Pharaoh resembles modern terrorists

Beshallach
Exodus 13:17-17:16
Judges 4:4-5:31

This week’s Torah portion has always been a very powerful and spiritual section of Exodus for me because I am a cantor.

It stands out because of the special poetic writing of the Song of the Sea (Exodus 15:1-19) and the beautiful melody that is assigned to it, which is different from the melody of the regular Shabbat Torah chant.

However, when recently reading the text, the reality of the world around me also became clear and disheartening.

In Exodus, we find a Pharaoh who has enslaved the Jewish people and uses them for manual labor to build his cities. He cares not about their pain and sadness. He is totally narcissistic, wrapped up in his own desires.

He is angered by Moses and the plagues, and does not care about the suffering this has caused his people. The Torah states that “God hardened Pharaoh’s heart” (14:4 and 8) so that he would not let the Israelites go.

He refused to let them go even at the cost of all the first-born males of Egypt, including Pharaoh’s son.

This portion reminds me of the war that Israel recently had with the Palestinians in Gaza. Khaled Mashal, the exiled leader of the Islamic terrorist organization Hamas, cannot see anything besides his own greed and blind hatred.

It is as if he has hardened his heart, and, like Pharaoh, he cannot see reason. He has caused suffering and death for his people, like Pharaoh did.

We remember

Just like Pharaoh, the Palestinians’ leaders have been given many chances to change their minds and accept peace. How many times have Israelis and Jews around the world felt hope that there would be peace in the Middle East and Israel would finally be accepted?

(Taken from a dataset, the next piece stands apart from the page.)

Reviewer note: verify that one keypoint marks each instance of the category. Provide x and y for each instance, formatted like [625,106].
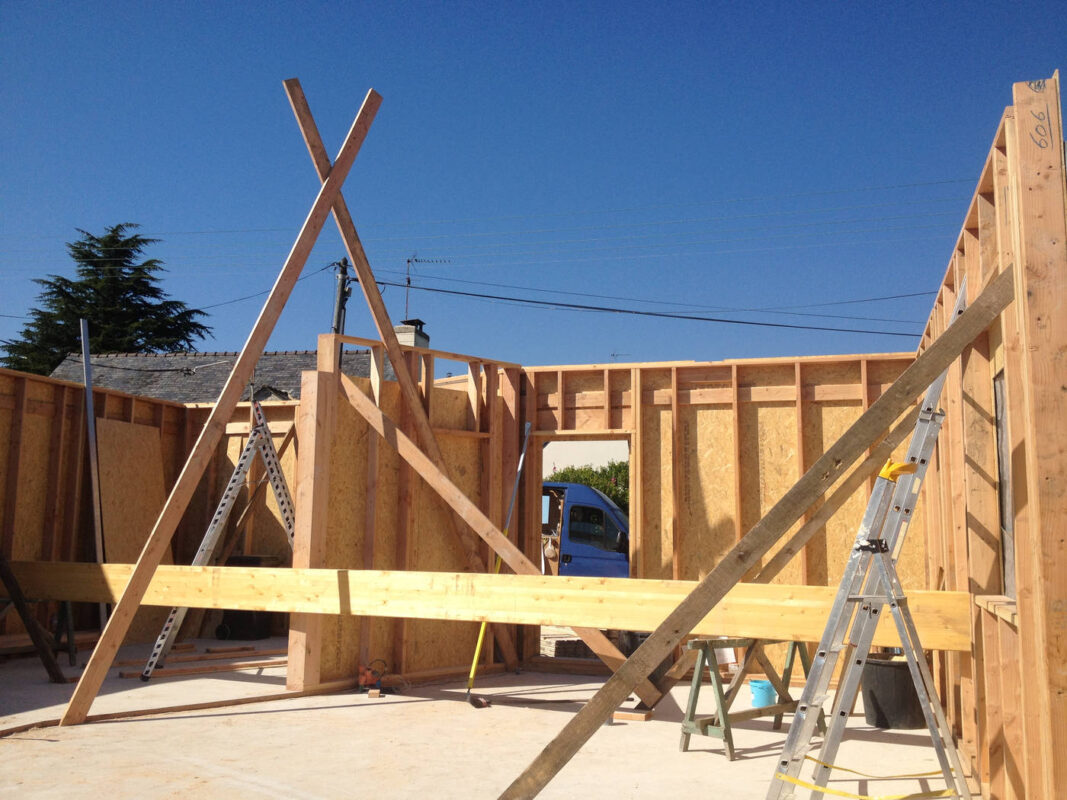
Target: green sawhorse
[719,724]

We remember the handshake between Palestine Liberation Organization leader Yasser Arafat and Israeli Prime Minister Yitzhak Rabin in 1993 and the Camp David peace talks that Arafat walked out of in 2000.

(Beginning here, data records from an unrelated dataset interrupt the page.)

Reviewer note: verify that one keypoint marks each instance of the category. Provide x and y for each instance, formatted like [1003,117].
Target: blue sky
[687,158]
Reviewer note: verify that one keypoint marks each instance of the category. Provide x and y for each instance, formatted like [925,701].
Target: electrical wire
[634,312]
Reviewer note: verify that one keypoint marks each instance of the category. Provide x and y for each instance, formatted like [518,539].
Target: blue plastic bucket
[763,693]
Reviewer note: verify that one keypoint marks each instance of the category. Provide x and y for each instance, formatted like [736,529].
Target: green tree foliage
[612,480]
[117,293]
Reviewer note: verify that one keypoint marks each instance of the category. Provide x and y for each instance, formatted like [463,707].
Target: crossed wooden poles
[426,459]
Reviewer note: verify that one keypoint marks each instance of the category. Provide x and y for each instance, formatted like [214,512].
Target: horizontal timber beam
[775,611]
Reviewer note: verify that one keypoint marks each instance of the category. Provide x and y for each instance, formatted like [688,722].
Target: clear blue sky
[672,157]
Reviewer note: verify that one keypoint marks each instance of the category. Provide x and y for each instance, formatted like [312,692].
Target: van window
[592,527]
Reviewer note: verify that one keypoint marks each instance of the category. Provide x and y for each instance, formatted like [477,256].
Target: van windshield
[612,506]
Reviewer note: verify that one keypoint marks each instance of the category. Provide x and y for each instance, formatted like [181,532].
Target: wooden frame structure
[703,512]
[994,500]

We remember how Israeli soldiers forcibly removed Israeli residents from their homes in Gaza in 2005 in the hopes of attaining peace. They even left greenhouses that could have been used to help feed the Palestinian people, but those were destroyed when the Palestinian Authority took over the area.

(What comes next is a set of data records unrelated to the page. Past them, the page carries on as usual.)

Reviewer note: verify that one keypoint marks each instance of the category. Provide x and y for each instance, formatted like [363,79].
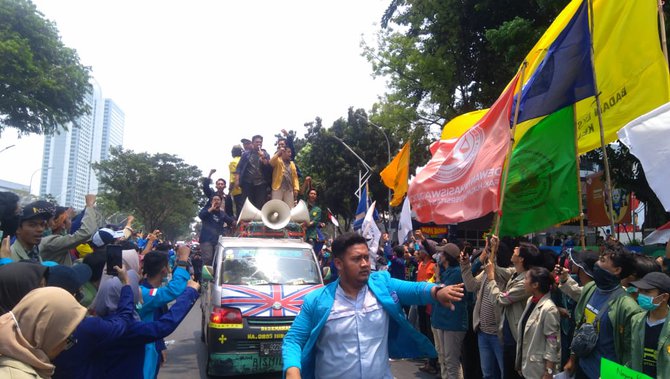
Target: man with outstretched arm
[351,327]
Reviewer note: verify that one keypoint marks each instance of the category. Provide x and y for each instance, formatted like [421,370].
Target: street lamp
[388,152]
[8,147]
[30,186]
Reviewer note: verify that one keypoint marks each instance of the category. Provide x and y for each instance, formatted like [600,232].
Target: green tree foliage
[43,83]
[447,57]
[334,169]
[160,190]
[627,173]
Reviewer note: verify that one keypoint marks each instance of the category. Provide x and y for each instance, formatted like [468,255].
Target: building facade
[66,172]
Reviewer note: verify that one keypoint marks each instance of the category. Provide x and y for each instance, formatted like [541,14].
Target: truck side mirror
[207,273]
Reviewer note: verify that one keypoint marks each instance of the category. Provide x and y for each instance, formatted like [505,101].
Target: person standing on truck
[333,337]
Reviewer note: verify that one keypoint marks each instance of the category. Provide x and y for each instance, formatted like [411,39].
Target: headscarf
[131,260]
[40,322]
[16,280]
[107,300]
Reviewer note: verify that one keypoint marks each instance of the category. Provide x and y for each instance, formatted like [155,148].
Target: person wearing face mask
[651,336]
[613,326]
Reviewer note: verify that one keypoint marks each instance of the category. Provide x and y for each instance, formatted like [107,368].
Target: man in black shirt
[651,336]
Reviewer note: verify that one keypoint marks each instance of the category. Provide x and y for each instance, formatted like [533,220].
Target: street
[187,355]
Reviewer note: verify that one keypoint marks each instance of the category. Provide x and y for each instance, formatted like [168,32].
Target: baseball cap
[451,249]
[39,208]
[653,280]
[105,236]
[69,278]
[584,260]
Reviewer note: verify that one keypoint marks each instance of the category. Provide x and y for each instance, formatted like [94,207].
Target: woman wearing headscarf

Just like the Egyptians who were not able to protest to Pharaoh, the Palestinian people have been used as shields and suicide bombers for these terrorists who have no concern for human life.

After his son dies, the Pharaoh finally agrees to let the Israelites leave Egypt (Exodus 12:31). As they approach the Sea of Reeds, they see Pharaoh’s army following them. Even now, Pharaoh cannot give up his hatred and need for power.

The Egyptians see the miracle of the sea splitting and they follow after the Israelites, and as we know, the sea closed up and swallowed the Egyptians and they drowned. Now we sing this wonderful song of victory because the Israelites were saved.

But our victory song is tempered by a sobering story from the Babylonian Talmud, Tractate Sanhedrin 39b. It says that while the Egyptians were drowning in the sea, the Heavenly Hosts sang in jubilation. God silenced them and said, “My creatures are perishing, and you sing praises?”

This explains to us that all of us are God’s children and that we should sanctify all life.

We were all saddened these past weeks to see the innocent life taken and the pain and suffering that the Palestinian people are going through.

Unfortunately what much of the world does not understand that it is the actions of Hamas — firing rockets deliberately against civilians from positions next to schools, homes and mosques; teaching hate; and refusing to compromise — that underlies Palestinian suffering.

Like Pharaoh, who was treated as a god, Hamas claims to be carrying out the desire of God, and that victory will be theirs. What victory can come out of hatred for another religion or people?

How much longer will the hearts of these terrorist leaders be hardened? How much longer before there is peace in the land?

May God “soften” their hearts and help the people of the land find a way to obtain peace. May we all then sing a song of praise to God proclaiming that people can indeed live side by side in peace.

Cantor Deborah Martin serves Temple Beth El in Madison.